Die Entscheidung, ob eine stillende Mutter ihre immunsupprimierenden Medikamente während der Stillzeit weiterhin einnehmen kann, sollte in enger ärztlicher Absprache individuell getroffen werden.
Immunsuppressiva: Vorsichtsmaßnahmen bei der Einnahme
Bei der Verwendung von Immunsuppressiva sollte Folgendes beachtet werden, um eine sichere und effektive Therapie zu gewährleisten:
- Regelmäßige Überwachung von Blutwerten, um mögliche Veränderungen im Blutbild oder in der Organfunktion frühzeitig zu erkennen.

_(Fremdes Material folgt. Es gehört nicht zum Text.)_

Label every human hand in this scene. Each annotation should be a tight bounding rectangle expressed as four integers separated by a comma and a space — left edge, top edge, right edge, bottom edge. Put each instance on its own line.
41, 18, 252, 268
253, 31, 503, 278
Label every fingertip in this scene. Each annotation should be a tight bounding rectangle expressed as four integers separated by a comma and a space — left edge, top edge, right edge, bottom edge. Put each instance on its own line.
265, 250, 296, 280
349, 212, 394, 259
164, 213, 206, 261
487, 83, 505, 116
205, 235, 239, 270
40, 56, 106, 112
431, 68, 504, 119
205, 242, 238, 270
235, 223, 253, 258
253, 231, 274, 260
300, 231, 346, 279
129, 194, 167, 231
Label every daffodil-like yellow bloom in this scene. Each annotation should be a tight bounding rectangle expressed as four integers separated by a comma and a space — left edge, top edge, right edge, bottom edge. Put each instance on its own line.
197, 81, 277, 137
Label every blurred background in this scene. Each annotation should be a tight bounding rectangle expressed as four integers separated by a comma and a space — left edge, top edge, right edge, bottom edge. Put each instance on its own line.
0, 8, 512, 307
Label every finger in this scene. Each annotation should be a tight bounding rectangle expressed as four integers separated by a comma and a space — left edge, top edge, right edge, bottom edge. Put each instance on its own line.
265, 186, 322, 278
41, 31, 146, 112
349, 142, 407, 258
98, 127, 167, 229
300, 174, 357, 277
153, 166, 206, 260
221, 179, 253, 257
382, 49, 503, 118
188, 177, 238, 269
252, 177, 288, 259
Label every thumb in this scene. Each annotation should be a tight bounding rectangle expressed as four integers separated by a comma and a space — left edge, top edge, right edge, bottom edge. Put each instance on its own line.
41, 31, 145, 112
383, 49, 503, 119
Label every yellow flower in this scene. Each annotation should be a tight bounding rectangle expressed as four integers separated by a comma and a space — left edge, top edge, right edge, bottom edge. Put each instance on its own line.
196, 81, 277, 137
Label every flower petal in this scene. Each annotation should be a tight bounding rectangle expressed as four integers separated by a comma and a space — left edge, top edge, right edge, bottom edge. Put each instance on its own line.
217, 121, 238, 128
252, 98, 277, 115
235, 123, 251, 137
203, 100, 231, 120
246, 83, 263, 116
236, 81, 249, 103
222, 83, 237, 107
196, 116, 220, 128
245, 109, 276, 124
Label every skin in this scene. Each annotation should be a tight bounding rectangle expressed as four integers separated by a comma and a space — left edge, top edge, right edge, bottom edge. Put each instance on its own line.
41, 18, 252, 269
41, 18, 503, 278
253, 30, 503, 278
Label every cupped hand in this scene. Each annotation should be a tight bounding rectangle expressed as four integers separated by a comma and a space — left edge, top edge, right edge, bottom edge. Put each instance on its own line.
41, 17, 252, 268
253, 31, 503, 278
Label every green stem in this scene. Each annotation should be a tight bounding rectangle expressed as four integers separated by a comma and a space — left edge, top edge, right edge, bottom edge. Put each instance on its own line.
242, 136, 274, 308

- Vermeidung von Exposition gegenüber Personen mit ansteckenden Krankheiten, da das Infektionsrisiko erhöht ist.
- Sorgfältige Hautpflege und Schutz vor Sonnenlicht, da einige Immunsuppressiva die Haut empfindlicher machen können.
- Der Alkoholkonsum sollte eingeschränkt werden, da Alkohol die Effekte von Immunsuppressiva verstärken oder deren Abbau im Körper beeinträchtigen kann.
- Rauchen sollte vermieden werden, da das Nikotin die Wirksamkeit der immunsupprimierenden Arzneimittel reduzieren kann und zusätzliche Gesundheitsrisiken birgt.
- Verschiedene Lebensmittel, wie beispielsweise Grapefruit, können den Blutspiegel einiger Immunsuppressiva erhöhen.